Ecommerce is a fast growing business; more and more companies are heading their way towards online business. The large profit margins and trade leads have been an imperative factor contributing to the thriving ecommerce market. Establishing an ecommerce business is a task that comprises of various stages but properly incepting it doesn't ensure its success. You must be wondering then what the determining factor of a successful ecommerce business is. The sales & leads generated and the satisfaction of the clients, this all could be found out by tracking the ecommerce transactions.
The transactions between an ecommerce business, customer and the bank constitute ecommerce transactions. These transactions ought to be secure and highly confidential.
Why is it essential to track ecommerce transactions?

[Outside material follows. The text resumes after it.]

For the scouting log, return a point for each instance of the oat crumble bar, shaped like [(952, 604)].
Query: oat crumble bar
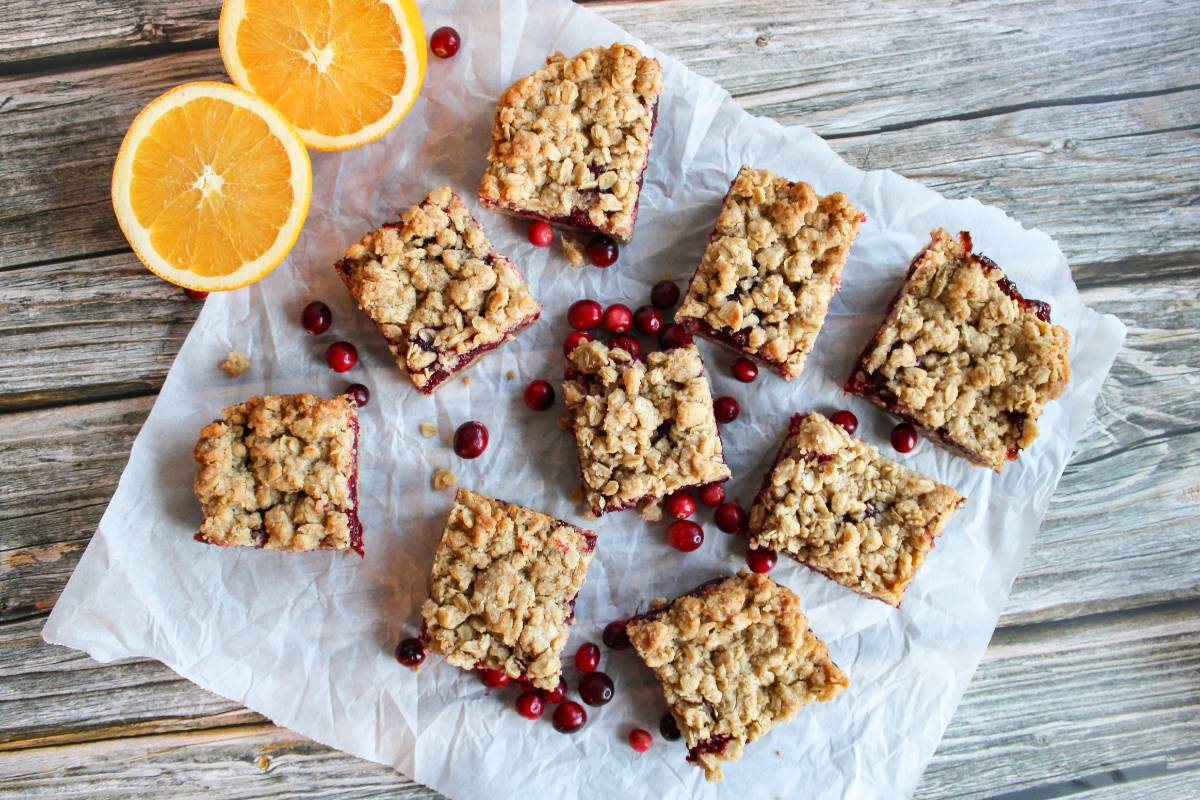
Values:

Tracking down your ecommerce transactions is a key to analyze the progress of your online business. The data collected by tracking the ecommerce transactions is utilized for measuring the conversion rate. Google Analytics is the best ecommerce tracking service.
How do ecommerce tracking work?
The main process:
- Transaction is submitted to the server
- Data is received and processed :At this stage confirmation email as well cross checking of the credit card information takes place
- Receipt sent to the browser of the visitor
This step is a tricky one but is conducted very smoothly.
What kind of data is tracked?
- Transaction data: tax, shipping, etc
- Item data: product name, quantity, price, etc.
Things to avoid:
- Alpha numeric characters should be avoided in the data
- Currency identifier must not be added
Thus a systematic tracking program enables you to maintain concrete data that further helps in measuring the growth of the business.